# Should Kitchen Table match Kitchen Cabinets



## WhatRnsdownhill

its your kitchen and money, buy what makes you happy!!!!!!!!!! who cares what anyone else thinks...............


----------



## ES1

True, but I am not sure if it will look good. I'm spending alot of money as the table is solid wood and chairs are leather so I want to make the right decision and am not the best at decorating / colour schemes. Any advice would be appreciated from those that are good at this. Thanks!


----------



## ES1

Here is a picture of my kitchen so you get an idea of the colour.


----------



## Two Knots

Gorgeous kitchen...I have the same color cabs and floor as you do.
I did a walnut table and chairs for contrast.
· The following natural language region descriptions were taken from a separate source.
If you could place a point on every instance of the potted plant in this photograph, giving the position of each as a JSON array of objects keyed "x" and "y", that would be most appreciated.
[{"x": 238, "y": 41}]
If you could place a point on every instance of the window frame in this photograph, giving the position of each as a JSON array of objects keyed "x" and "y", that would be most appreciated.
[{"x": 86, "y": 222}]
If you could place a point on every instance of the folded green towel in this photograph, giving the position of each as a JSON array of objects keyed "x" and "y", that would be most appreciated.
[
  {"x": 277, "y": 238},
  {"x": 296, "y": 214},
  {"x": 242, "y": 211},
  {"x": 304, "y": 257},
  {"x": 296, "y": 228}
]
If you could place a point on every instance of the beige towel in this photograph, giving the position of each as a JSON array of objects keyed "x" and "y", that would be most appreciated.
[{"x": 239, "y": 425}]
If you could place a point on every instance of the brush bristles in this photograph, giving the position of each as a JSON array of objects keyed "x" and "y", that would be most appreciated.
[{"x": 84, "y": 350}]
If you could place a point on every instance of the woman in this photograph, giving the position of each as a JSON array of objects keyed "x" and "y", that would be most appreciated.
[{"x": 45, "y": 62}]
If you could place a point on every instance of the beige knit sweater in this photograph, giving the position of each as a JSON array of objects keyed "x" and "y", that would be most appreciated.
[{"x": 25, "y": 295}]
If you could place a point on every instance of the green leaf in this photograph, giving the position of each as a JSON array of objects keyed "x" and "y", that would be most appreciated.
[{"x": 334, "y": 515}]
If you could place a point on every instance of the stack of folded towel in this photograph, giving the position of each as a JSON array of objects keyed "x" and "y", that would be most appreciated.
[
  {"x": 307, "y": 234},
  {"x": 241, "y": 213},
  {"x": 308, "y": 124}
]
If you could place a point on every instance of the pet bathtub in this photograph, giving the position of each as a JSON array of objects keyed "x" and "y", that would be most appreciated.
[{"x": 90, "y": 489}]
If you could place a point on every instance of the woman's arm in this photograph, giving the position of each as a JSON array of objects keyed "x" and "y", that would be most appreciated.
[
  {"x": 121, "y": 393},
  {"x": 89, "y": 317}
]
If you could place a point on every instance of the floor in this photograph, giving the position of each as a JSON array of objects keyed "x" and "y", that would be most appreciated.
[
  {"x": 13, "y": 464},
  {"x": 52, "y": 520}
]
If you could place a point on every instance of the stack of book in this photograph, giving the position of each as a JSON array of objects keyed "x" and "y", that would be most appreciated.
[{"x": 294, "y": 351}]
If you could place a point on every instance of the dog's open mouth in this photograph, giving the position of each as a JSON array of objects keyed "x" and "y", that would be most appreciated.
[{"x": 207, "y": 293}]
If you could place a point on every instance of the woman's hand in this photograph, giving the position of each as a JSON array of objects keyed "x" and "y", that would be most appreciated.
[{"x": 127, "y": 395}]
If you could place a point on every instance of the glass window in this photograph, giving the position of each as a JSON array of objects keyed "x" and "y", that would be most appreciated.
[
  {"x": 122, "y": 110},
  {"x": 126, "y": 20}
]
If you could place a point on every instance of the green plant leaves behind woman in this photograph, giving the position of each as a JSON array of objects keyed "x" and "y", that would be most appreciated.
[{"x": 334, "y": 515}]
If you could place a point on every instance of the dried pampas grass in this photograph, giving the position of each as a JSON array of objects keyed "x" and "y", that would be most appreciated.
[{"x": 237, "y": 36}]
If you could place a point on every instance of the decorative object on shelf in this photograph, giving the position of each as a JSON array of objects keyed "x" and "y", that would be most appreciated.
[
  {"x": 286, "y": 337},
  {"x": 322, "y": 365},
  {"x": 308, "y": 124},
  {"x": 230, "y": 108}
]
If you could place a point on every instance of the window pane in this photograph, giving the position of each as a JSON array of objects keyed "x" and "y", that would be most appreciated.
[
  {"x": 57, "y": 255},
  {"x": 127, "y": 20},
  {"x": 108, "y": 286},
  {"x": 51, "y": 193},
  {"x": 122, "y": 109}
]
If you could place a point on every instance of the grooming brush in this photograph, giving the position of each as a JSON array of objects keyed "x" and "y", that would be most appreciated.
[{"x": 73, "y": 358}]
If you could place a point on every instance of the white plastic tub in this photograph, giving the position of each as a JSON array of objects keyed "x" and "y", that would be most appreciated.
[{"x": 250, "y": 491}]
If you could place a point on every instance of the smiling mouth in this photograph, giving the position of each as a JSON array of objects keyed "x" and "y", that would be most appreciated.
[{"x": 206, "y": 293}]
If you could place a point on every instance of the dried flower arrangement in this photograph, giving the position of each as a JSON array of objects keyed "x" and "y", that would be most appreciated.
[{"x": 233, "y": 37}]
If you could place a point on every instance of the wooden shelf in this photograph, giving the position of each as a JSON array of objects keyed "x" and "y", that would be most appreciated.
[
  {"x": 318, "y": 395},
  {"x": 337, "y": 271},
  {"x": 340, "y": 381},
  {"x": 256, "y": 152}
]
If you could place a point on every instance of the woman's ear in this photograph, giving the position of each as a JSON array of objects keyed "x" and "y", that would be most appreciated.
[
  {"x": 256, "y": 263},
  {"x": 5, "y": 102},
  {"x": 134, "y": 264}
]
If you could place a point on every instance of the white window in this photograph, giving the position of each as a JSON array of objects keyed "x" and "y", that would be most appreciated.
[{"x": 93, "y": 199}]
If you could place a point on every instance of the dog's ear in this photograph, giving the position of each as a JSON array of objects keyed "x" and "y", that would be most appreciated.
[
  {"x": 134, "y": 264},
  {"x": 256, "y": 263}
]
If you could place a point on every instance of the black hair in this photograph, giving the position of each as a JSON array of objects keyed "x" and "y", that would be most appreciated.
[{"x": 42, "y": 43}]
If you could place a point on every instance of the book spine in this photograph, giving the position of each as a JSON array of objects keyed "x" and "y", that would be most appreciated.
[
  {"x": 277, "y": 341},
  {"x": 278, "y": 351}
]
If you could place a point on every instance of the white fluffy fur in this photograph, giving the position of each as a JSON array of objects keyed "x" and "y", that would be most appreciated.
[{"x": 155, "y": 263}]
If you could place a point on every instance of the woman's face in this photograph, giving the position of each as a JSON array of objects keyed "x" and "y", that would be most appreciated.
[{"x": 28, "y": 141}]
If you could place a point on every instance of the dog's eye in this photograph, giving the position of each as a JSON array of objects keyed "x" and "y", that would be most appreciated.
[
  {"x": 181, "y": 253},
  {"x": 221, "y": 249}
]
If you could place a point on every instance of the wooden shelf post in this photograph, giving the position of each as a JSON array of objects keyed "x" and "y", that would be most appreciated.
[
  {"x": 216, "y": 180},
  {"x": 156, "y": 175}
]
It looks nice; I wanted
contrast...I love that it doesn't match.
I can show you a pic or two.


----------



## ES1

If you wouldnt mind posting a pic, that would be great!!


----------



## Two Knots

Well, our kitchen is a galley kitchen, it's a total DIY kitchen. I
designed it to look like a shake / arts and crafts kitchen. The cabs are
QS white oak stained medium. 

The walnut table and chairs, as you can see are a lot darker.
We also made a walnut bird cage for our love bird. 
I think if we would have made the table and chairs in the same color as
the cabs it would have been ho hum....


----------



## Two Knots

This is the table and chairs in walnut.


----------



## ES1

Thanks so much for posting the pics! Your colours are very similar to mine and I like the contrast of the kitchen cabinets and the table / chairs. I couldnt picture it in my mind......this really helped!! Thanks so much!!!


----------



## Two Knots

You're welcome, that's my problem in decorating and designing
things we want to built. I need a lot of visual aids.


----------



## jackbenson003

I think you need to do it according to your choice. Thats upto you how you want to see your kitchen. if you want to get some ideas you can check romatichhomes(dot)com.


----------



## Nik333

It looks like a big place, so will the kitchen dining area be a fairly separate area? I've never thought of a dining area as needing to match the kitchen. One thing that helps me is to get the furniture catalogs from nice furniture companies that have many unique areas of furniture or are online. Like 18th century American vs Tropical, vs Colonial Country vs French Country, vs Swedish Modern. Your kitchens are beautiful, btw. etc.


----------



## beee

I also never thought dining area as needing to match the kitchen and the two rooms of mine are quite different from each other.But from the pics,it seems really great if the color of dining room is similar with the color of kitchen room.


----------



## gregzoll

I am sorry but matching kitchen furniture to match cabinets is overboard. I have never been in a house that had a matching dining room set or kitchen set that matched the cabinets.


----------